Format: CD / Vinyl / Digital

African Head Charge

Hmm, I wonder whether a relative novice to the discreet charms of Bonjo Iyabinghi Noah is quite the best person to review, this, his latest release as African Head Charge, after a 12 year fallow period, even if he is re-uniting into his spiritual home of Adrian Sherwood’s On-U Sound enterprise, about which I can broach no bad. Well, if the first track raised that fear, it then swiftly bedded as the rest unfolded.

So, I like my dub, but know little about Noah, a percussionist by instrument, a hand drummer to be more specific. At the helm of this revolving door collective, it has, at times, included such luminaries as Nick Plytas and Jah Wobble, as well as most of the On-U stable of regulars. Unsurprisingly, backing musicians here are mainly built up from the latter, with Skip McDonald (aka Little Axe), Ghetto Priest (Asian Dub Foundation) and Doug Wimbish (Living Colour) all to hand. So you can expect, and get, masterful musicianship, but, it being Sherwood’s show, the main instrument is the studio, with a broad battering ram of dubtronica percolating headily throughout. Indeed, and appropriately enough, the single other instrumentation that sticks out is the steady metronome of the hand drums, providing a hypnotic ballast to the bleep and booster FX elsewhere about.

That first track? Bad Attitude opens with the sweet sound of kologo, a West African lute, and the spoken intonation: “Yah, man, a bad attitude is like a flat tyre, you can’t go anywhere with it“, before some gruff and growly vocalising. Clearly the sentiment is unarguable, and, I imagine, one wouldn’t either argue with the singer, King Ayisoba, who hails from the same neck of the woods as Noah now makes his home, Ghana. An essentially tribal chant, it is a counter-intuitive opener, even if some delay and echo creep in, toward the end. Suitably swerved, Accra Electronica is just the sort of ‘psychedelic Africa’ that Brian Eno was seeking, as he inspired Sherwood and Noah to deliver said goods, all those years ago. Some almost township horns pair with an electro disco beat and clipped guitars, hand drum a bubbling constant. Clarinet breaks through the ranks over a quasi-reggae beat and it is entirely delicious, and entirely what these ears were expecting and hoping for. Push Me Pull You then begins with some jungle background, spooky drums and wailing flute, that clarinet again, and the hint of something wicked this way coming. Loping bass and upfades of clattering percussion make this prime dub central, burst of this and breaks of that clipping in, out and around. A sucker for this sort of thing, I am, um, sucked, as it goes nowhere, marvellously.

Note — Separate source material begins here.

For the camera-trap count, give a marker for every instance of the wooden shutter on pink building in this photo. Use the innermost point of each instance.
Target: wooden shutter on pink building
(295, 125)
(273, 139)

Crashing percussion, worthy of Massive Attack, introduces I Chant Too, a vocal howl over doomy synthetic swathes of atmosphere. Of course, it splits and splinters asunder, each adjunct getting a turn in the spotlight, the whole drawing you in, further and deeper, deeper and further. It all feels quite voodoo. Or should that be Vodun? Asalatua brings back some discernible vocal presence, building swiftly into a repetitive chant, the contrast provided by the chattering drums, anchored with a gradually emerging techno thump, squelches and squirls to sugar the pill. What is lost in melody is immaterial, just go with the flow. Passing Clouds now evokes the big band brass of a James Bond theme, if in a suitably battle ska-ed JA version. This is the sort of thing dub was made to do, and done it is, very well.

I’m A Winner could be Osibisa all over, if through a prism, and is a joyous percussion led chant, until, that is some vocal distortions and the repeated toast, of the song’s name, the odd auto-tune effect creeping in here and there. A single waiting to hit a parallel universe. The title track brings back the acoustic Ghanaian instrumentation, matched with some cocktail jazz keyboards. and some cheesy sax honking, the disparate parts forming a holy union. The hand drums and slinky suboceanic bass together hold the edges from fraying. When the horns all come in together, it is almost a religious experience. Never Regret A Day has more of the King’s unselfconscious/self-promoting style of vocal, and is slimmer fare than the surrounding material; dare I say a weak point, detracting slightly? Closer, Microdosing clearly gives away the game even before it unfolds, but actually delivers a sturdy mix of marimbas, drums and more drums, as a reggae rhythm slides into view, with extended organ chords and solitary chops of guitar. Revving into the second half with stuttering flourishes, the trip is delivering its, sorry, head charge, there being no other or better way of describing it, as it splutters to a flickering blind exit. I don’t do psychedelics but if I did, and all that.

Yeah, so quite something and quite a ride, which, apart fom gifting the need to follow up the back catalogue, offers a fine taster and a fine introduction to the eccentric melange of styles and influences. Polyrhythmic outernational sounds, they say. And they’re right.